The spring-fitted ceiling fans, one of the office-bearers of the association explained meticulously to Hindustan Times, would not only come down if a student tries to hang himself from the fans but they would also have a sensor to sound a hooter to intimate authorities of any suicide attempt.

The city, once part of the Rajput kingdom of Bundi, developed into a coaching hub in the late 1980s and over the years acquired a reputation of having a “high success rate”. The town has about 40-plus big coaching centres with a thriving Rs 2,000 crore industry. The students are the backbone of the city’s economy: Auto-rickshaw drivers, security guards, stationary shop owners and home owners, among others, dependent on the students.

The Kota hostel association is obviously keen to save lives (and keep their flourishing business intact, maybe not in that order), but isn’t it incredibly sad to think that a room --- a home away from home for a young adult struggling to fulfil her dreams --- has n built-in mechanism (suicide-proof fans) that will remind them in a roundabout way that there is no place for ‘failure’ in our society and suicide is actually an option. That a spring-fan is the only thing standing between them and death.

Imagine this: You take your child to Kota for enrolment in one of the institutes. While showing one of the hostel rooms for your child, the manager tells you that along with basic amenities, the room is suicide-proof too. Doesn’t it sound frightening? There are already biometric machines in place to monitor students’ movements and soon there will be CCTV security cameras. We might as well rename this dystopian city, Fort Kota.

While I was searching for information on Kota’s growth as a coaching centre, I came across a comment by someone who has gone through the Kota wringer – and survived. “All of these coaching centers transform the students into machines...kill the joy of thinking...curtail creativity... (sic),” he wrote. Lucky man, I thought, he got out in the nick of time.

But there are so many others who have succumbed. Last year a 16-year-old boy from Bihar, Aman Kumar Gupta, jumped into the Chambal river. In the 11.4-minute long video clip shot on his mobile phone, Aman said he wanted to go ahead in life but could not keep up with the pressure. Would someone like Aman be deterred by spring fans, biometric machines and CCTV security cameras? No. They need professional help to teach them how to negotiate the pressure that these young adults are put through, sometimes by their own families. No use only blaming coaching centres; they thrive thanks to our warped education system.

However, these `innovative’ ideas such as spring fans aside, some positive steps are also being taken to help students. The state government has hired Tata Institute of Social Sciences to study the causes that lead to stress and depression among the students. After receiving the report, guidelines and legal provisions for the coaching institutes will be prepared. I just hope that all this is done quickly before we hear of more deaths.

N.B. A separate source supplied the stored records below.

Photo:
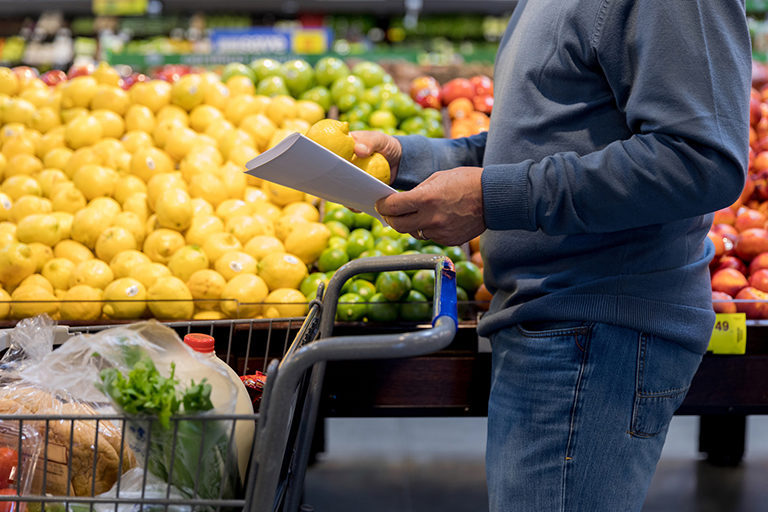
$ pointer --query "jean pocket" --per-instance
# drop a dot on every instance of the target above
(663, 376)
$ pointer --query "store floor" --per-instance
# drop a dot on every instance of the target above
(436, 464)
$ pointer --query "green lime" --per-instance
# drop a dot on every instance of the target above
(394, 285)
(363, 220)
(363, 288)
(432, 249)
(416, 307)
(468, 276)
(455, 253)
(369, 276)
(331, 259)
(341, 214)
(337, 228)
(381, 310)
(389, 246)
(351, 308)
(310, 283)
(423, 281)
(358, 241)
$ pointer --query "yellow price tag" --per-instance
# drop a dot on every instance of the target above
(729, 335)
(310, 41)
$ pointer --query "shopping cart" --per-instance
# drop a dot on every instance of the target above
(289, 405)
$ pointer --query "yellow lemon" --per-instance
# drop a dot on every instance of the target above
(219, 243)
(206, 287)
(137, 203)
(123, 262)
(160, 184)
(135, 140)
(334, 136)
(93, 272)
(280, 108)
(28, 205)
(58, 271)
(95, 181)
(243, 296)
(81, 302)
(112, 241)
(201, 227)
(88, 225)
(188, 92)
(133, 224)
(160, 244)
(31, 300)
(148, 273)
(261, 245)
(68, 199)
(39, 227)
(78, 92)
(202, 116)
(285, 303)
(232, 263)
(125, 298)
(154, 94)
(139, 118)
(149, 161)
(170, 299)
(72, 251)
(281, 195)
(307, 241)
(282, 270)
(83, 131)
(5, 304)
(112, 125)
(16, 263)
(111, 98)
(187, 261)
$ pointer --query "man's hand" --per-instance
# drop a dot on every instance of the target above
(446, 208)
(369, 142)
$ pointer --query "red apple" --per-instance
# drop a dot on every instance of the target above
(483, 86)
(751, 242)
(748, 218)
(729, 262)
(720, 306)
(758, 262)
(457, 88)
(728, 280)
(757, 308)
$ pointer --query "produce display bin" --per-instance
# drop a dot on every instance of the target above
(289, 404)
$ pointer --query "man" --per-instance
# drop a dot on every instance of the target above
(618, 126)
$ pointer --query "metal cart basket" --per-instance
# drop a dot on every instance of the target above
(286, 418)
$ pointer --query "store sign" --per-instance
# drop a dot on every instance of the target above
(729, 335)
(271, 41)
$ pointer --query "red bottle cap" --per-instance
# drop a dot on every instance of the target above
(199, 342)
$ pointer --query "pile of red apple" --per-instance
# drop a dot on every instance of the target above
(739, 269)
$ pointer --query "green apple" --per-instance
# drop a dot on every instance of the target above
(299, 76)
(382, 119)
(330, 69)
(272, 86)
(236, 69)
(265, 67)
(320, 95)
(347, 85)
(370, 72)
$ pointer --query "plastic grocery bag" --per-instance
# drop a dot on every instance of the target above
(80, 457)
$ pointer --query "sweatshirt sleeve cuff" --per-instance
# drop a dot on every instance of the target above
(506, 197)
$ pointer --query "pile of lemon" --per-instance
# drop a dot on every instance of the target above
(127, 204)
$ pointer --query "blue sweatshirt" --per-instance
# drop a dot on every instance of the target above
(618, 126)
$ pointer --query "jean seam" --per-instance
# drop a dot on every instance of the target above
(574, 407)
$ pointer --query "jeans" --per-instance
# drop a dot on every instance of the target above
(578, 414)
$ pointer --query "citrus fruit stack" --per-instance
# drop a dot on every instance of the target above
(128, 203)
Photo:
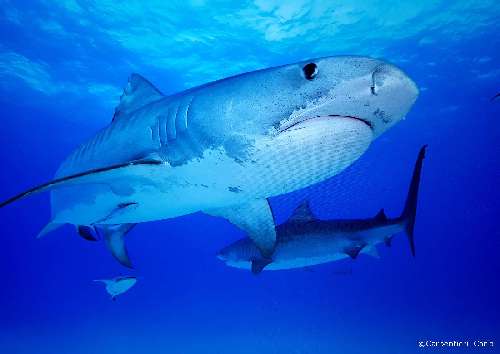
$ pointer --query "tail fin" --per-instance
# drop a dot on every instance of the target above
(410, 209)
(91, 176)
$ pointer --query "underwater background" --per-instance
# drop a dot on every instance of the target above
(62, 68)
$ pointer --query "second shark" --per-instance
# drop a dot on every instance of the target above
(304, 240)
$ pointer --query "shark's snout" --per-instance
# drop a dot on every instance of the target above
(393, 93)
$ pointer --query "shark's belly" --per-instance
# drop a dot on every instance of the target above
(303, 155)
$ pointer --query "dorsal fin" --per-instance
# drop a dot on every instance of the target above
(138, 93)
(302, 213)
(381, 215)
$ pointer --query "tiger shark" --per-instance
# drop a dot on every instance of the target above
(224, 147)
(305, 240)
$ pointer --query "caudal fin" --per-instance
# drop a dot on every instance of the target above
(410, 209)
(98, 175)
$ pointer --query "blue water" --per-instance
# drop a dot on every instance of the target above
(62, 66)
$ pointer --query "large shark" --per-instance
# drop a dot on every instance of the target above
(223, 148)
(305, 240)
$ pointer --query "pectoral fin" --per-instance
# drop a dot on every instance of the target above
(259, 264)
(114, 238)
(354, 250)
(256, 219)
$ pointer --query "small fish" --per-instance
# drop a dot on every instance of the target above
(118, 285)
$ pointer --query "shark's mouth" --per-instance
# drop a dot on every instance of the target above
(333, 116)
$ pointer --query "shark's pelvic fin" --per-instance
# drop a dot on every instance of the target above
(97, 175)
(388, 241)
(371, 251)
(138, 93)
(302, 213)
(256, 219)
(114, 238)
(259, 264)
(51, 226)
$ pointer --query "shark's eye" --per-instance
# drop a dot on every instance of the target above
(310, 71)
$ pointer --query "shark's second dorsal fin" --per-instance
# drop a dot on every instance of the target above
(138, 93)
(302, 213)
(381, 215)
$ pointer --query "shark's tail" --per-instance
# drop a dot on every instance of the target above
(410, 209)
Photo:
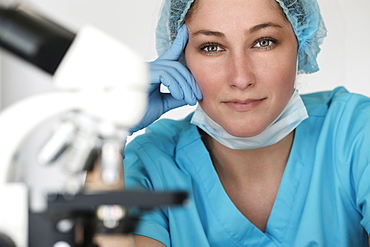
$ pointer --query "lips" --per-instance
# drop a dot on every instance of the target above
(243, 105)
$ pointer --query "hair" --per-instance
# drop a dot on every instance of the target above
(194, 6)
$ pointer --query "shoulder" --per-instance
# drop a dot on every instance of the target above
(337, 104)
(164, 134)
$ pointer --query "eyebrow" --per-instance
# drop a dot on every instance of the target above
(251, 30)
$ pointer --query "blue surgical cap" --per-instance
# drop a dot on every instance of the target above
(304, 16)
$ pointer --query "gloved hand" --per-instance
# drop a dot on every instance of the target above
(167, 70)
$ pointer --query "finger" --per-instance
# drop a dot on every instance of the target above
(167, 78)
(178, 45)
(170, 103)
(188, 84)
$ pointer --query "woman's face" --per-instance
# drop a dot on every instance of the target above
(243, 54)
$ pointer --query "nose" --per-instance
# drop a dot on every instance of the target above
(241, 72)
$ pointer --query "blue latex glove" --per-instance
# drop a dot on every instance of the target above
(167, 70)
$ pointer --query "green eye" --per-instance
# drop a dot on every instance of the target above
(265, 43)
(211, 48)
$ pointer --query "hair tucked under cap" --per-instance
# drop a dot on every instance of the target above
(304, 16)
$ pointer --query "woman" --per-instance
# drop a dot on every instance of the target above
(263, 166)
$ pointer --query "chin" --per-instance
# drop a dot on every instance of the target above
(239, 132)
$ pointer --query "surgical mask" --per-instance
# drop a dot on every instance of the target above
(292, 115)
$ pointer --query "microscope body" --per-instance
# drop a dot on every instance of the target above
(101, 92)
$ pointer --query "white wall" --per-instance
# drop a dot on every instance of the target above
(344, 60)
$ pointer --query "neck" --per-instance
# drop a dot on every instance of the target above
(261, 164)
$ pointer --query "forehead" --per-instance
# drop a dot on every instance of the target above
(229, 12)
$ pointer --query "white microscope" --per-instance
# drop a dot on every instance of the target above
(95, 103)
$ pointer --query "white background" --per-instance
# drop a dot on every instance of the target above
(344, 60)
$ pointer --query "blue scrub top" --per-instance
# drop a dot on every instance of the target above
(323, 198)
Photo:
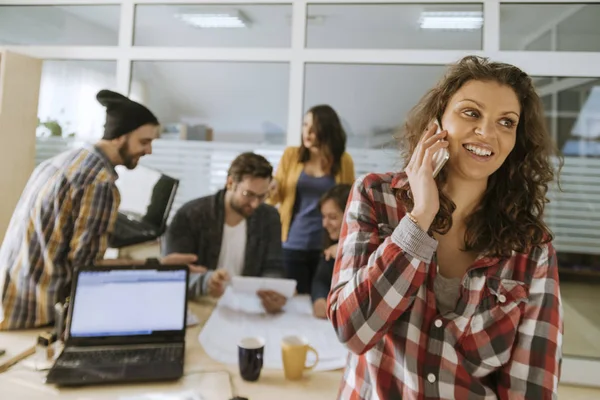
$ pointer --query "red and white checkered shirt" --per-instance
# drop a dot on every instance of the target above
(502, 341)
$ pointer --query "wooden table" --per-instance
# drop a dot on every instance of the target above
(210, 378)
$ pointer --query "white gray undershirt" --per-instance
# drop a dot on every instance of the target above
(447, 291)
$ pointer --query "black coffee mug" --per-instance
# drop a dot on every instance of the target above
(250, 357)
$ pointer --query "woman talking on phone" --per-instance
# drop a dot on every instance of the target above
(447, 288)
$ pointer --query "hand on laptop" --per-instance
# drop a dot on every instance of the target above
(187, 259)
(217, 281)
(272, 301)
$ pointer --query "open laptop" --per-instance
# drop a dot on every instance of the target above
(147, 197)
(126, 324)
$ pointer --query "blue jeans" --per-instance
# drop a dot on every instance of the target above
(301, 265)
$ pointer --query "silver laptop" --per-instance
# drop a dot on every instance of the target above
(126, 324)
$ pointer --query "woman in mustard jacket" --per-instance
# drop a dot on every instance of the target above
(303, 175)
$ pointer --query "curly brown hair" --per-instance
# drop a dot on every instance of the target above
(510, 215)
(331, 136)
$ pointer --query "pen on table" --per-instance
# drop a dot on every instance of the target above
(21, 356)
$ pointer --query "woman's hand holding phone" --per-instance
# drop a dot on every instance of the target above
(420, 176)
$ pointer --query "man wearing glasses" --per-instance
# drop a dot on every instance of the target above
(232, 232)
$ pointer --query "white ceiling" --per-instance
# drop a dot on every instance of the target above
(341, 25)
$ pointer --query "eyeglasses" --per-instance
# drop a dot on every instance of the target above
(250, 195)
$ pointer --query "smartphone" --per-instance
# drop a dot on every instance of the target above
(441, 156)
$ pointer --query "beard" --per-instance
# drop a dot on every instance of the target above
(244, 211)
(129, 160)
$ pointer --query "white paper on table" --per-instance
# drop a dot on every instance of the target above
(226, 327)
(252, 284)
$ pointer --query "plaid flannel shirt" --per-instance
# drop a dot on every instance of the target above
(502, 341)
(62, 221)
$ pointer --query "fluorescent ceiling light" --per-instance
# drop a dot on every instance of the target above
(451, 20)
(213, 20)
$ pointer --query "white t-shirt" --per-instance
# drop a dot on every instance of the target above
(233, 248)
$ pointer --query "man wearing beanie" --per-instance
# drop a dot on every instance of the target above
(65, 214)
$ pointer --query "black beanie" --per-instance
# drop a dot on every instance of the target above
(123, 115)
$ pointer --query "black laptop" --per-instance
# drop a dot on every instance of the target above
(147, 197)
(126, 324)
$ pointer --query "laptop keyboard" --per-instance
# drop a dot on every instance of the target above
(140, 355)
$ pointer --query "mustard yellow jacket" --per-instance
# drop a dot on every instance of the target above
(287, 175)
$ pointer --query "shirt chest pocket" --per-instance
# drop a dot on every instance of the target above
(490, 334)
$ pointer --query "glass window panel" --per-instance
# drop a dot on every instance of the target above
(370, 99)
(96, 25)
(395, 26)
(573, 214)
(550, 27)
(238, 101)
(233, 25)
(67, 103)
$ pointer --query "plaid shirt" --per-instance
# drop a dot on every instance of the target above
(502, 341)
(62, 221)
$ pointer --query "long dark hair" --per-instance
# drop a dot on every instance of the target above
(339, 194)
(330, 135)
(510, 215)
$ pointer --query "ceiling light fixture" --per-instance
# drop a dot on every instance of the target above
(214, 20)
(451, 20)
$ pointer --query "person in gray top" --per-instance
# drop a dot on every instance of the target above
(232, 232)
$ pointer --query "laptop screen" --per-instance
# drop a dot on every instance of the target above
(128, 302)
(146, 194)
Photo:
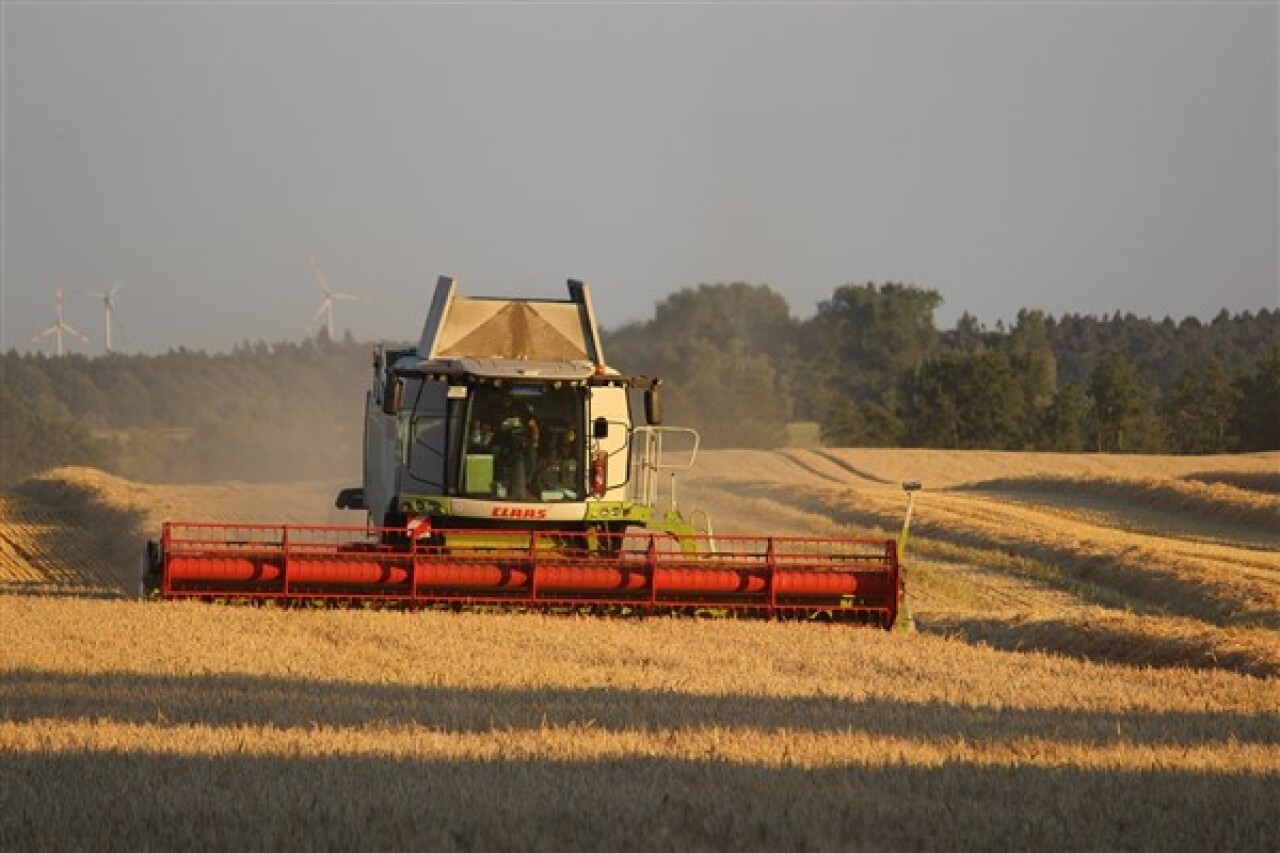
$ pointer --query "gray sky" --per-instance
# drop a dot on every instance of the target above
(1080, 158)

But these measures will be not enough. At IITs, where many of these students end up or at least aspire to be, faculty members feel that a lack of regulation and flaws in primary schooling are responsible for the rising number of coaching centres. India has few very few islands of excellence and it is not surprising then that many want to be there, even if that means burning the midnight oil under the benign gaze of suicide-proof fans and prying CCTV cameras.